URI research shows sharks taking annual “highway road trip”
KINGSTON, R.I.—Tiger sharks are among the largest and most recognizable sharks on the planet, yet many of their habits remain mysterious because they are long-distance travelers that are difficult to track. But a new study co-led by a University of Rhode Island biologist, reported in this week’s issue of the journal Scientific Reports, has yielded the first long-term satellite tracking of the animals, revealing previously unknown migration patterns that are more similar to birds, turtles and marine mammals than other fish.
According to URI shark researcher Brad Wetherbee, tiger sharks have long been believed to be a mainly coastal species. But the sharks he and his colleagues from the Guy Harvey Research Institute at Nova Southeastern University tracked made 7,500 kilometer, round-trip journeys every year between two vastly different ecosystems -- the coral reefs of the Caribbean and the open waters of the North Atlantic.

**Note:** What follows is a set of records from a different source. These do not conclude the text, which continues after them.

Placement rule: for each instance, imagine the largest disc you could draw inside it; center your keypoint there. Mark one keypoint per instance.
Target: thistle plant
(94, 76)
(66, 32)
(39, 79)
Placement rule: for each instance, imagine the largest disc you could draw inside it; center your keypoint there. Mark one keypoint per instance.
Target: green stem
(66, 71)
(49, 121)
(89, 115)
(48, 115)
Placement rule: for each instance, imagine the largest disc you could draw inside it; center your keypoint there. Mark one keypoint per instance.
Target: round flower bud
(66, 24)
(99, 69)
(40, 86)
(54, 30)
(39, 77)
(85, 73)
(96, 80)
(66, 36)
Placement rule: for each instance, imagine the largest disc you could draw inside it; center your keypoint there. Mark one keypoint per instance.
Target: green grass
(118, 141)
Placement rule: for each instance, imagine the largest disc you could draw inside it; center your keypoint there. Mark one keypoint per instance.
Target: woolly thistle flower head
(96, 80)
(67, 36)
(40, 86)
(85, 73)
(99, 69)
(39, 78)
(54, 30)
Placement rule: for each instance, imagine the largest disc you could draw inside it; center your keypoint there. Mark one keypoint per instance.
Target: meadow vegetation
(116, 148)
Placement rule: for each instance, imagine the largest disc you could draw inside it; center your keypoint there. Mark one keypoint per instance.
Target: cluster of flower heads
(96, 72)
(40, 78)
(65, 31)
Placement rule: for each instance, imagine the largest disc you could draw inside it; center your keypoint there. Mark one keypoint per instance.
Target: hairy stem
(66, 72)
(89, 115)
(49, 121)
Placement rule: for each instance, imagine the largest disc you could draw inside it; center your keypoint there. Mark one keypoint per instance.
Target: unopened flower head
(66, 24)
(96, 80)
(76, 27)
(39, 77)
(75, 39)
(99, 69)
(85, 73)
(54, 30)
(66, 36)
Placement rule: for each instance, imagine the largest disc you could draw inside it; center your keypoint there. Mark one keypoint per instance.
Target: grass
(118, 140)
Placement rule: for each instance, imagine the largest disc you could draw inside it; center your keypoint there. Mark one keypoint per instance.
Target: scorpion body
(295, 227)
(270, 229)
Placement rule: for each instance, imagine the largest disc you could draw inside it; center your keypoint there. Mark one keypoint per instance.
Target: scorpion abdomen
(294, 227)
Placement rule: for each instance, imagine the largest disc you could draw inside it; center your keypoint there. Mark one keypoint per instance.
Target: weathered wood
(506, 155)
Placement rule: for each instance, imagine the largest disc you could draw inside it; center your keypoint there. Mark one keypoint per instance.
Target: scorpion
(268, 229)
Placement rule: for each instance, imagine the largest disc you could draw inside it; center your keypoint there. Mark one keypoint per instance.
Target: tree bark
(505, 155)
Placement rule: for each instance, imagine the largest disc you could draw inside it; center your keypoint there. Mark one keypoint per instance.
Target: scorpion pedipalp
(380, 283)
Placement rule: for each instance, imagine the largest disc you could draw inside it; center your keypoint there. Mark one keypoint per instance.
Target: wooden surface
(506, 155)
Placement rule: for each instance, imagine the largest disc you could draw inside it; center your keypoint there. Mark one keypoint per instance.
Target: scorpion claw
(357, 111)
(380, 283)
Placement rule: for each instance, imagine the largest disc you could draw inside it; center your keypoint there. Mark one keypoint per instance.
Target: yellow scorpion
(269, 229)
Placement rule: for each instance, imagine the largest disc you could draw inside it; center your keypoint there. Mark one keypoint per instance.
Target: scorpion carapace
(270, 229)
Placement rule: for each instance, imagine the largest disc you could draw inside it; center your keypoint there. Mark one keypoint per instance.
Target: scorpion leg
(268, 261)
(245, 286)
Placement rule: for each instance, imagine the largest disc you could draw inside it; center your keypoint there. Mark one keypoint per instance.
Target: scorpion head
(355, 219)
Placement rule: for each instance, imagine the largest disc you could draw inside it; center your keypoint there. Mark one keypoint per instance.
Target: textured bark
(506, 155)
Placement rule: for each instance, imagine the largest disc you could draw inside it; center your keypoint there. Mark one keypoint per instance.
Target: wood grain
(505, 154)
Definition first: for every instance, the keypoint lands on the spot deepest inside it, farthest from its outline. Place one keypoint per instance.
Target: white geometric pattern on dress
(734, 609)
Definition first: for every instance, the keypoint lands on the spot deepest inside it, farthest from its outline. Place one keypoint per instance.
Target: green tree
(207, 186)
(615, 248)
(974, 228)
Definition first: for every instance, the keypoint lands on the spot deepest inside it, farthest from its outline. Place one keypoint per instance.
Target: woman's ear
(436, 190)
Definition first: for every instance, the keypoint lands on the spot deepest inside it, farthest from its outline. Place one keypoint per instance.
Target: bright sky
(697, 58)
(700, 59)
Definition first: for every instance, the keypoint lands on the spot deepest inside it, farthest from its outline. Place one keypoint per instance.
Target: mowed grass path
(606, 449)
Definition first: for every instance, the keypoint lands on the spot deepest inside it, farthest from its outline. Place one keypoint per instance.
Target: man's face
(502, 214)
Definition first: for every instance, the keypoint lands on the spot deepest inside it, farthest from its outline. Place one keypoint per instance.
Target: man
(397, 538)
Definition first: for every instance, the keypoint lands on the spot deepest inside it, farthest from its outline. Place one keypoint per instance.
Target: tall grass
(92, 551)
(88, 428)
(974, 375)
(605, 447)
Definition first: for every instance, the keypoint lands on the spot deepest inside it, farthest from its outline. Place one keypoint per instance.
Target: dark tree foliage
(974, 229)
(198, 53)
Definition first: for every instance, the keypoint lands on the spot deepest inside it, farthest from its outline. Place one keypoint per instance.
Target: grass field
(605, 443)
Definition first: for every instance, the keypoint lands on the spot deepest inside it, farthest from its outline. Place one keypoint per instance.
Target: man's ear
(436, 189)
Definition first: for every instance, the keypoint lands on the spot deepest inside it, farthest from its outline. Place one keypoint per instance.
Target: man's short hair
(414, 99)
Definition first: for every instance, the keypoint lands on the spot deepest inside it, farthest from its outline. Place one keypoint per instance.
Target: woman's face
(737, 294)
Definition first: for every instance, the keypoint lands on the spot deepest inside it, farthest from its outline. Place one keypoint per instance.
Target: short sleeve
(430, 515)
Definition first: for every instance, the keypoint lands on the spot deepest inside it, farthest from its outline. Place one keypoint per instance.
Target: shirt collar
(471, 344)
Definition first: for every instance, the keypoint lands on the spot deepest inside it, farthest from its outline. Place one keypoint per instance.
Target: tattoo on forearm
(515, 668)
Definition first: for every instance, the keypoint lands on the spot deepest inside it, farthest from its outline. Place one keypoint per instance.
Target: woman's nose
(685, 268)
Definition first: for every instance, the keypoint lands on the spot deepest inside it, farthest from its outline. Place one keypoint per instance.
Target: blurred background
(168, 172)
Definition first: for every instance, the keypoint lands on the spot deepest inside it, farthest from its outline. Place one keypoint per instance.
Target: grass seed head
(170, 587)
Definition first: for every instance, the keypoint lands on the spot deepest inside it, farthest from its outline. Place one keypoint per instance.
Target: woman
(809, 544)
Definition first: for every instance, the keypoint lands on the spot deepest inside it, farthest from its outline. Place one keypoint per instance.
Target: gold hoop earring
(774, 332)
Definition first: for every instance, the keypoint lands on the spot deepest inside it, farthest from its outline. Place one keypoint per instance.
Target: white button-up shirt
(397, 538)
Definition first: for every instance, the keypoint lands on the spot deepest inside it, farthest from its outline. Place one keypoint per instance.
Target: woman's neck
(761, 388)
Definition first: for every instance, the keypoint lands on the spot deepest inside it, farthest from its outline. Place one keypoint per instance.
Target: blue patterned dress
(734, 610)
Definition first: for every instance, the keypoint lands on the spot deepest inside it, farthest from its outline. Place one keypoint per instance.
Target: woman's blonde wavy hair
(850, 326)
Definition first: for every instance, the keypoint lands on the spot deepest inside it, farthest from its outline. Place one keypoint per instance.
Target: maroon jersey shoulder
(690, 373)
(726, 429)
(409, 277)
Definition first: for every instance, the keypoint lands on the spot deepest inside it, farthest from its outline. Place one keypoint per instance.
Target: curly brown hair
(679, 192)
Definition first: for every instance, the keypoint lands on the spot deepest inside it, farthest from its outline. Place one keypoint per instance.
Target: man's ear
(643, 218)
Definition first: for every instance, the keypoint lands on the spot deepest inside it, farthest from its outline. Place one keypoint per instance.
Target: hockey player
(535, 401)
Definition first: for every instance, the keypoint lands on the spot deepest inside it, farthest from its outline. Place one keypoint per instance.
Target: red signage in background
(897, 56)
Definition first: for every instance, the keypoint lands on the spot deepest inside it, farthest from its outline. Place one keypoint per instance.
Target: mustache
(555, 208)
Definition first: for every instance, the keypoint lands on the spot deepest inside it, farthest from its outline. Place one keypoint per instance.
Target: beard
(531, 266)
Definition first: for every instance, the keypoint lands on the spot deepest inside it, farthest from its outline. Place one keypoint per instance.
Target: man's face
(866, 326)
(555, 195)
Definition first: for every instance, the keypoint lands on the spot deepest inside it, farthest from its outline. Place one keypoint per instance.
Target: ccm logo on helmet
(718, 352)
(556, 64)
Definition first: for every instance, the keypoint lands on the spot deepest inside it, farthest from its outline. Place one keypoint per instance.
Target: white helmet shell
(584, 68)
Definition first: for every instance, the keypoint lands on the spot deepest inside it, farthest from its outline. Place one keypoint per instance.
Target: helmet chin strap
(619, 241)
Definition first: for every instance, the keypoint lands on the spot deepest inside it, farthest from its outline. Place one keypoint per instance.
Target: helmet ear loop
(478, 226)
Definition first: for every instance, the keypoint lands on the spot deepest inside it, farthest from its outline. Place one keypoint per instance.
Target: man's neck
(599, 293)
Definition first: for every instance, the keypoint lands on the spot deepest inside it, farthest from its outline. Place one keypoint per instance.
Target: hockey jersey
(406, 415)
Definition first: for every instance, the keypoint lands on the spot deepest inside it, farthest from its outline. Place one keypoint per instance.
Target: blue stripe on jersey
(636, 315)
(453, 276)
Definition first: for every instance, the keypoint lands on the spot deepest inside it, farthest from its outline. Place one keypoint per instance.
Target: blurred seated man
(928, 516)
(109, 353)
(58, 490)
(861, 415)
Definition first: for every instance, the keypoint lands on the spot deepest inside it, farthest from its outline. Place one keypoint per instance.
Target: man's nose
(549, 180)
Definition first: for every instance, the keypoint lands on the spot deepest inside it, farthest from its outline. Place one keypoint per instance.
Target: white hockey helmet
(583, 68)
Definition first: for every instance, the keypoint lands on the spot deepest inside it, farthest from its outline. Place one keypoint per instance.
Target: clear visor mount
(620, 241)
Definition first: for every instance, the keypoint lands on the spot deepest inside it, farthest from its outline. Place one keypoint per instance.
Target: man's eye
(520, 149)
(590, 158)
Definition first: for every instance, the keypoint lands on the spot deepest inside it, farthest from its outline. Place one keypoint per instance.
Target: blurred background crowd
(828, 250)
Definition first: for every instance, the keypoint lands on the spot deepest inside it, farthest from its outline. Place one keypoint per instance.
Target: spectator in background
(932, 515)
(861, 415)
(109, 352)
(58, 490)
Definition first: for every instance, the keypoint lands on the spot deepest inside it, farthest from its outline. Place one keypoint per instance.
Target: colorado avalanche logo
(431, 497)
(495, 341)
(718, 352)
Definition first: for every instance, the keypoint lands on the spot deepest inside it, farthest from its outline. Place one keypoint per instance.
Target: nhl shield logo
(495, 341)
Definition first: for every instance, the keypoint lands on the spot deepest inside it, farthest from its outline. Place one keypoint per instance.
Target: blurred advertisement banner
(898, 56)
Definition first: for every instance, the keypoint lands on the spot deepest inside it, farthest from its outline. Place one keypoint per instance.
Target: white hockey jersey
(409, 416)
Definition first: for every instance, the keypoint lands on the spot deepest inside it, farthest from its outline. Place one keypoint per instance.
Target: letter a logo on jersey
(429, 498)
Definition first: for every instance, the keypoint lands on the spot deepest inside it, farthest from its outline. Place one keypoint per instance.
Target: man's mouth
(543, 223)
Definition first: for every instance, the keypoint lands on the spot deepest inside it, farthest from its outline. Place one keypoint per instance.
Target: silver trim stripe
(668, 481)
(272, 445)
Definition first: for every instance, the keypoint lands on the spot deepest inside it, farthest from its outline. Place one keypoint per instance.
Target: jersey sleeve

And they returned reliably to the same areas each year, a discovery with significant conservation implications.
"Our success in tracking tiger sharks over multiple years has demonstrated a number of aspects of their ecology that are both surprising and unprecedented,” said Wetherbee. “They undergo extensive movements on a very broad scale and yet have remarkably consistent behaviors from one year to the next. Rather than just observing behaviors once, as is common in many studies, our research greatly expands understanding of movement ecology of highly migratory species on a long-term basis, which is crucial for the most effective management of marine animals."
The details of the movements and migrations of tiger sharks and most other large shark species have been a mystery because they are difficult to track for more than a few months due to the limitations of satellite tags and other logistics. For this project, the tags the team attached to sharks near Bermuda lasted in many cases more than two years and in some cases more than three years.
One tiger shark the researchers named Harry Lindo traveled more than 44,000 kilometers, the longest distance documented for a tiger shark and possibly the longest ever published for a shark.
The researchers showed that adult male tiger sharks in the Atlantic spend their winters in Caribbean island locales, including the Bahamas, Turks and Caicos Islands, and Anguilla. During summer, they travel into the North Atlantic, often more than 3,500 kilometers and as far north as southern New England, though well offshore in nearly the middle of the ocean.
“These repeated journeys were very unexpected,” said co-author James Lea of the Marine Biological Association of the United Kingdom. “The tiger shark has traditionally been considered a coastal species, and it is rare among sharks to so easily and habitually switch between the two vastly different environments.”
Remarkably, the sharks followed the same pattern each year and returned to almost the same small area in the Caribbean each time. “Even though they’ve got a whole range of islands to choose from,” said co-author Mahmood Shivji, “it seems like each animal has its favorite winter spot.”
What makes the tiger sharks so committed to particular areas is still an open question. At the south end, the story may be fairly simple. Female tiger sharks are common in the Caribbean in the winter, so the Caribbean may just be the best place for male tiger sharks to find mates. Why they go so far north is more complicated. How far they go seems to be guided by avoidance of colder temperatures —information that offers one example of how migration research can help to predict the implications of climate change for sharks.
Wetherbee said that there must be something beneficial to the animals in the mid-Atlantic that makes it worthwhile for them to make the long trek north. One possibility is that they go to feed on young loggerhead turtles that also migrate north — indeed when the researchers examined stomachs of some tiger sharks killed by long liners in the region, they found turtle remains. But there are also turtles much farther south.
The only other instance when researchers have found a broadly similar, repeated migration pattern between coastal and distant open water regions is with the warm-bodied, great white and salmon sharks in the Pacific. White sharks migrate in the winter from the California and Baja coasts to a mid-Pacific open water area dubbed the White Shark Café. “We joke that tiger sharks, not being media stars like white sharks, wouldn’t be comfortable in a ‘café’ and prefer to hang out in their ‘truck-stop’ in the mid-Atlantic,” said Wetherbee.
The new research has major implications for conservation. “Understanding how these animals use the oceans is the first step toward effective conservation,” said co-author Guy Harvey. “Protecting migratory species is a great challenge because they can be found in such a wide area. But, protecting the areas where animals such as tiger sharks spend the most time is a tractable goal once those areas have been identified.”
All of the satellite tracks for tiger sharks in this study, as well as ongoing tracks for other species including mako sharks, oceanic whitetip sharks and marlins, can be found at: www.ghritracking.org.